How We Built Media Monitor: A Data Science Intern Story

What We Built

If you had access to tons and tons of data, what would you build? How would you use it? What would you analyze? As a Data Science Intern this summer, I availed myself of Chartbeat’s unparalleled access to content data and built something really, really exciting — we call it: Media Monitor.

Media Monitor explores the variation in political news coverage across the United States. It’s a tool that identifies and displays news topics receiving disproportionate coverage in each of the 50 states, relative to the rest of the country. Or — select a presidential candidate, and it will show you the topics most frequently associated with that candidate in each state.

donald_trump_new_york_terms

How We Built It

Take One: Fun With Memory Errors

The data we have on news content – the information that powers Media Monitor – is stored in Elasticsearch, a document base optimized for in-depth search. With Elasticsearch, you can explore statistical properties of documents, most notably, through a “significant terms” query. This query lets you define a category of documents, called a “foreground set” – for example, “all the articles published in New York” or “articles containing the word ‘immigration’” – and then tells you what terms are disproportionately common among documents in that category relative to all the other documents (the “background set”).

This is exactly what we wanted Media Monitor to do: identify those political news topics that received more media attention in a particular state than other states AND those topics associated with one candidate more than other candidates.

For example, all the major presidential candidates have made statements about the economy, but whose message is earning media attention? Or more macroscopically, how do states differ in their coverage of different candidates? To see how Elasticsearch’s significant terms could help us answer these questions, I constructed a significant terms query against the complete content of all the articles in our Elasticsearch cluster, using “articles containing the word ‘immigration’” as the foreground set. I sent the query to our smaller test cluster…

And waited.

And waited some more.

And finally checked the health of the test cluster, and realized that the whole thing had crashed.

After digging through log files for a while, I figured out that the significant terms query had run out of memory; it crashed the entire test Elasticsearch cluster.

Our data set was just too big – but not because it contained too many documents — “too big” because it had too many unique words.

To facilitate searching, Elasticsearch stores what it calls an “inverted index,” a dictionary that maps each word to a list of all the documents that contain that word. That way, if I search for “immigration,” all it has to do is look up “immigration” in the inverted index and return to me the list of documents it already has stored right there.
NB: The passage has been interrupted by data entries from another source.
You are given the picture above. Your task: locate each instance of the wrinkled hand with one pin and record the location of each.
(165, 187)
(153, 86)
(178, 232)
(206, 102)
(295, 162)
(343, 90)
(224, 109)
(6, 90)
However, when Elasticsearch receives a significant terms query, it loads the entire inverted index into memory to do the math it uses to determine which terms are significant. If the inverted index is too big, the cluster overruns its memory and all hell breaks loose. No matter how simple or complex the parameters of our significant terms query, there was no way we could successfully run it on the complete content – with all the unique words – of all our articles.

Take Two: Defining “Relevancy”

We currently have about 15 million documents stored in our Elasticsearch cluster, and that doesn’t cause any problems. Elasticsearch is designed to handle large numbers of documents easily.

Among those 15 million documents, we have upwards of two million unique terms. To run a successful significant terms query, however, we benchmarked that we’d need to have ten thousand or fewer unique terms in our inverted index.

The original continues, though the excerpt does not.